I was going to have a T-Bone pork cut with whatever veggie and scalloped taters and some apple sauce to dip the pork. I think this has changed... ;)

Still looking at having the T-Bone pork cut but in a bit of a breakfast mode. I have frozen shredded taters for hash browns which I'll mostly cook with some onion but remove before done to squeeze in paper towels. This just makes for crisper taters when later finished by removing moisture. ;) When the taters come off the heat the pork goes on. When the pork is about half done I'll add back the taters and turn up the heat as I want the taters as crisp as possible. The pork T-Bone will mostly sit on top of the taters moved now and then to turn over the taters. The last will be adding a few eggs over top of it all to baste/steam. The end result will be a ring of crisp hash browns with a pork T-Bone in the middle with it all covered with runny yolk eggs.
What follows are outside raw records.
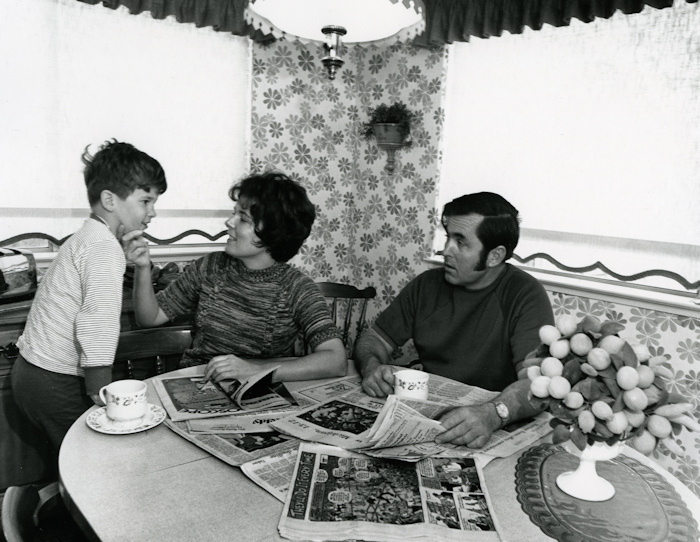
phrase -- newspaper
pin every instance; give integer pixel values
(400, 428)
(244, 422)
(338, 494)
(273, 472)
(237, 448)
(191, 397)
Actually poached eggs would be probably better than basted but poached is a pain especially when you are out of any kind of vinegar. Vinegar REALLY helps the water for doing poached eggs. Bring water and vinegar to a soft boil/simmer and rapidly stir to cause a whirlpool. Now just drop in the eggs one at a time and the twisting of the water aided with the vinegar will make the egg whites wrap around the yolks making for the whites being cooked yet with the good runny yolks. To be honest this DOES take a bit of practice but is well worth the effort. Happen to like Eggs Benedict? I love them but just not the same thing without a properly poached egg.